Полумрак дрожал и раскачивался. Жуткая балерина появлялась то впереди, то сзади, то сбоку, не останавливаясь ни на секунду. Холодная мгла не отставала и мчалась за ней следом, обдавая стужей — скоро почти нельзя было вдохнуть из-за тысяч морозных иголок, вонзавшихся в легкие.
В ванной хлюпнуло, и мокрая нога свесилась с чугунного борта.
— Держи! — Полюдов сунул мне энергофугаску. — Бахнешь в ванную. — Согнутая в колене нога нащупывала под собой опору; капельки воды, стекая по белой как мел ступне, капали на пол.
Я заворожено смотрел на шарящую в воздухе ногу. Евграф ткнул локтем мне под ребра, я ойкнул и тут же вдавил капсюль фугаски, приготовившись к броску. Полюдов придержал меня за рукав халата, всматриваясь в дымящийся стенд.
— По моей команде!
Синеватые пальцы вытянутой ступни коснулись кафельного пола.
— Бей!
Я бросил гранату в ванну. Громкий двойной хлопок сопроводил яркую вспышку света, который убил оживающих призраков. Лишь облако пара и запах гари остался после них, да еще звон вращающейся железяки.
Обернувшись, я увидел, что на полу крутится крышка ведра, стоявшего возле рукомойников. Само ведро так же описало полукруг и перевернулось, вываливая гору тампонов, щедро пропитанных темно-красным. Одуряющий рвотный запах крови ударил в ноздри.

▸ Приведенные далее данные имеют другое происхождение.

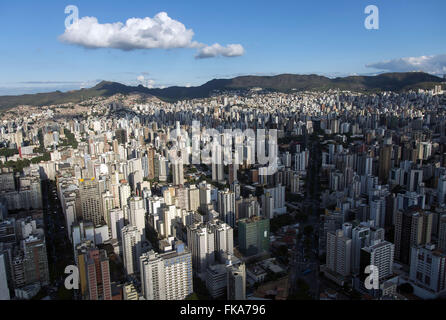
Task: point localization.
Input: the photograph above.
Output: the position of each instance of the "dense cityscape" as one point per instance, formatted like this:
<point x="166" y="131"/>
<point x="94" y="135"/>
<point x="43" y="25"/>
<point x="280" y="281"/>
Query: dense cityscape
<point x="354" y="208"/>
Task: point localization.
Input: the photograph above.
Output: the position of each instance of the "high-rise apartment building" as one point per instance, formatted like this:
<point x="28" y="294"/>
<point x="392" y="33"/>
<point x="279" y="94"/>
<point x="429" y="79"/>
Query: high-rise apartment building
<point x="236" y="282"/>
<point x="413" y="227"/>
<point x="167" y="276"/>
<point x="90" y="201"/>
<point x="131" y="248"/>
<point x="254" y="236"/>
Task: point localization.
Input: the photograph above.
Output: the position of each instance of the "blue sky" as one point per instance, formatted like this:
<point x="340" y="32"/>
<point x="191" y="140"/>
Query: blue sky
<point x="320" y="36"/>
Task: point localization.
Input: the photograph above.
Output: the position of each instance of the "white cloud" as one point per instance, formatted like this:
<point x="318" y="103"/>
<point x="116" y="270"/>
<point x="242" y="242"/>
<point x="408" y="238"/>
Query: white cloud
<point x="148" y="33"/>
<point x="215" y="50"/>
<point x="159" y="32"/>
<point x="435" y="64"/>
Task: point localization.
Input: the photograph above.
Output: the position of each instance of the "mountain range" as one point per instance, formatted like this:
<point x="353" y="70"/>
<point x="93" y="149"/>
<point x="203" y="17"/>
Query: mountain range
<point x="281" y="83"/>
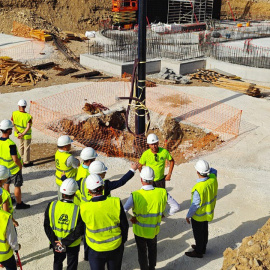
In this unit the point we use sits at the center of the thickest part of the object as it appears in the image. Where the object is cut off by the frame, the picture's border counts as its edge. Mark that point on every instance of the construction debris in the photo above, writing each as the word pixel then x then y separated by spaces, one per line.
pixel 18 74
pixel 210 76
pixel 44 66
pixel 67 71
pixel 94 108
pixel 86 75
pixel 170 75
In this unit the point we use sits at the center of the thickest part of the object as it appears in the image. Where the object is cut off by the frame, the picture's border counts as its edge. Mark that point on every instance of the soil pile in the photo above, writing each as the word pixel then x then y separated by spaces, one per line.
pixel 254 252
pixel 246 9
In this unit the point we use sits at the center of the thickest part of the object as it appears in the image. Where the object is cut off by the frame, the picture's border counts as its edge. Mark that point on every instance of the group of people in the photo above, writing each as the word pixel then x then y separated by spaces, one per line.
pixel 86 211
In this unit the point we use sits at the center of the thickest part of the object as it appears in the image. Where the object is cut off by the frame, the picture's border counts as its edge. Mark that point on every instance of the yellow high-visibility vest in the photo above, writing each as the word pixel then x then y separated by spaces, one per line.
pixel 20 120
pixel 208 194
pixel 60 164
pixel 149 206
pixel 63 219
pixel 5 249
pixel 5 157
pixel 82 173
pixel 6 196
pixel 102 220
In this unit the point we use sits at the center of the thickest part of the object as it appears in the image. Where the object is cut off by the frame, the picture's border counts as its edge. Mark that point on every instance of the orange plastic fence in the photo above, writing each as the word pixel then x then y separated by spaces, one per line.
pixel 62 114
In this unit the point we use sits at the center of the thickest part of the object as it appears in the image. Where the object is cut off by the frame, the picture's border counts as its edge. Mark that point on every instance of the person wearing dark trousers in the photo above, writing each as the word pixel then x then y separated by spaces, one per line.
pixel 106 227
pixel 155 157
pixel 148 205
pixel 8 239
pixel 64 227
pixel 201 211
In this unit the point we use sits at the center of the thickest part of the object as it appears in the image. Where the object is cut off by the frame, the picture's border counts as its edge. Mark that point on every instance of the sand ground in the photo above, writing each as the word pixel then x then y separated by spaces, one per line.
pixel 243 176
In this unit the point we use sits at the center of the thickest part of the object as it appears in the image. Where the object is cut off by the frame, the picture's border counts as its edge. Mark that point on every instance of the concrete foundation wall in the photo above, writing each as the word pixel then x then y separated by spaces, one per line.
pixel 248 73
pixel 116 68
pixel 183 67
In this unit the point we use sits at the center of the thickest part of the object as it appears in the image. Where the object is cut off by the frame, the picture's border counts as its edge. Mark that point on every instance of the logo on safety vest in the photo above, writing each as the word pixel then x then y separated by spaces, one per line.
pixel 63 219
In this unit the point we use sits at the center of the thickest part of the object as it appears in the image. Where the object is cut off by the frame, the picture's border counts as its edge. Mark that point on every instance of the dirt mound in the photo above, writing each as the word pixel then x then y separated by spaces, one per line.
pixel 254 252
pixel 246 9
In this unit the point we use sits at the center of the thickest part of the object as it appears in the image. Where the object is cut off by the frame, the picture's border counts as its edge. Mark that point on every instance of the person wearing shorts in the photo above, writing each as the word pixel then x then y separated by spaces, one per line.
pixel 10 158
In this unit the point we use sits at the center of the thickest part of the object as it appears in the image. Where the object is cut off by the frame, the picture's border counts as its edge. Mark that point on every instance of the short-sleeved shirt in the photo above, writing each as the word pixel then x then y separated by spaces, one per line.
pixel 157 163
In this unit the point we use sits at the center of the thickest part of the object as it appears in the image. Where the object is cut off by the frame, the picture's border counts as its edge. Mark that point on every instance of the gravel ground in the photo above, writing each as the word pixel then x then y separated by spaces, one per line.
pixel 243 173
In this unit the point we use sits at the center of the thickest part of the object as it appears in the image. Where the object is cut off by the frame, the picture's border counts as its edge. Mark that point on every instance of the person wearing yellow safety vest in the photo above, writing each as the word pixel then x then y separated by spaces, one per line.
pixel 65 162
pixel 148 206
pixel 10 158
pixel 6 204
pixel 201 211
pixel 106 227
pixel 155 157
pixel 22 125
pixel 8 239
pixel 64 227
pixel 99 168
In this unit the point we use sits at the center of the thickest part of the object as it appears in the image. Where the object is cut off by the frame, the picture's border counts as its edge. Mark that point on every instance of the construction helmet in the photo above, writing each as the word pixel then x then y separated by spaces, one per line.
pixel 97 167
pixel 147 174
pixel 4 172
pixel 152 138
pixel 22 103
pixel 202 167
pixel 93 181
pixel 69 186
pixel 6 124
pixel 88 153
pixel 64 140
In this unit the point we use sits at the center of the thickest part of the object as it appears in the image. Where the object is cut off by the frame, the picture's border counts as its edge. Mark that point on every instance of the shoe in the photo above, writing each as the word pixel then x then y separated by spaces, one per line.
pixel 194 247
pixel 31 163
pixel 193 254
pixel 22 205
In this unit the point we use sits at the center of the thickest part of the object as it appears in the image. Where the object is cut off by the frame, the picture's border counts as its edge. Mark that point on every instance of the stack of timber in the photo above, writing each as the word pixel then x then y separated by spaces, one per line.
pixel 17 74
pixel 210 76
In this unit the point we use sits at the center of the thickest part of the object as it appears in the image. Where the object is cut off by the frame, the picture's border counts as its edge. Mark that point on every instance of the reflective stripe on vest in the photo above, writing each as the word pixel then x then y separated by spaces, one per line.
pixel 60 222
pixel 208 195
pixel 60 166
pixel 6 196
pixel 5 157
pixel 82 173
pixel 5 249
pixel 148 208
pixel 21 120
pixel 102 220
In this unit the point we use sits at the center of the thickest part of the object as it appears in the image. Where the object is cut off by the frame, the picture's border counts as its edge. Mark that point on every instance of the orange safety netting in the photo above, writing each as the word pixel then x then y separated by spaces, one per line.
pixel 63 114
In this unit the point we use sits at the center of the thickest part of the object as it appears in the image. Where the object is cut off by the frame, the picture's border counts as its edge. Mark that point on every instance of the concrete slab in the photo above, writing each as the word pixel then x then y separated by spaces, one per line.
pixel 112 67
pixel 248 73
pixel 183 67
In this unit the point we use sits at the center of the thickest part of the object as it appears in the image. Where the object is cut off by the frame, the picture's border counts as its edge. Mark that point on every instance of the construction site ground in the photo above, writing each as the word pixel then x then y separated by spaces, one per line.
pixel 243 175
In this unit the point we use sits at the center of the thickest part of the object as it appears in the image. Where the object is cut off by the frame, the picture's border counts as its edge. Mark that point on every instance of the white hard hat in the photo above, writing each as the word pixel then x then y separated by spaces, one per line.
pixel 152 138
pixel 147 174
pixel 97 167
pixel 88 153
pixel 93 181
pixel 22 103
pixel 64 140
pixel 4 172
pixel 6 124
pixel 202 167
pixel 69 186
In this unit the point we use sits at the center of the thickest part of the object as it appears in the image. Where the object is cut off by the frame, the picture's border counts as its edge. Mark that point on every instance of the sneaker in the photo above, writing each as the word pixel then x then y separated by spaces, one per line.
pixel 28 164
pixel 22 205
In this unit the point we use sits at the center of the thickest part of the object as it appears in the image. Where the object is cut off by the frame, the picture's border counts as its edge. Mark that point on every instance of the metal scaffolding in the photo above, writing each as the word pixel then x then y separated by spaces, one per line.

— На пол! — Евграф целился из тэтэшника в развевающийся бинт из кучи тампонов, подхваченный струей воздуха. Он полетел прямо на нас, хлопая и цепляясь с наждачным скрипом за пол. Разматываясь и удлиняясь на лету, бинт зацепил инструменты, развешенные на стене — острые крюки и зацепы пролетели над нами. Затем несколько раз громыхнуло. Бело-красную ленту порвало в клочья; лишь один, последний, самый длинный ее обрывок сбил меня с ног и обвился вокруг шеи. «Конец…», — пискнул в голове испуганный голос.
И тут Евграф сдернул удавку.
— Ну как, живой? — чуть слышно спросил он.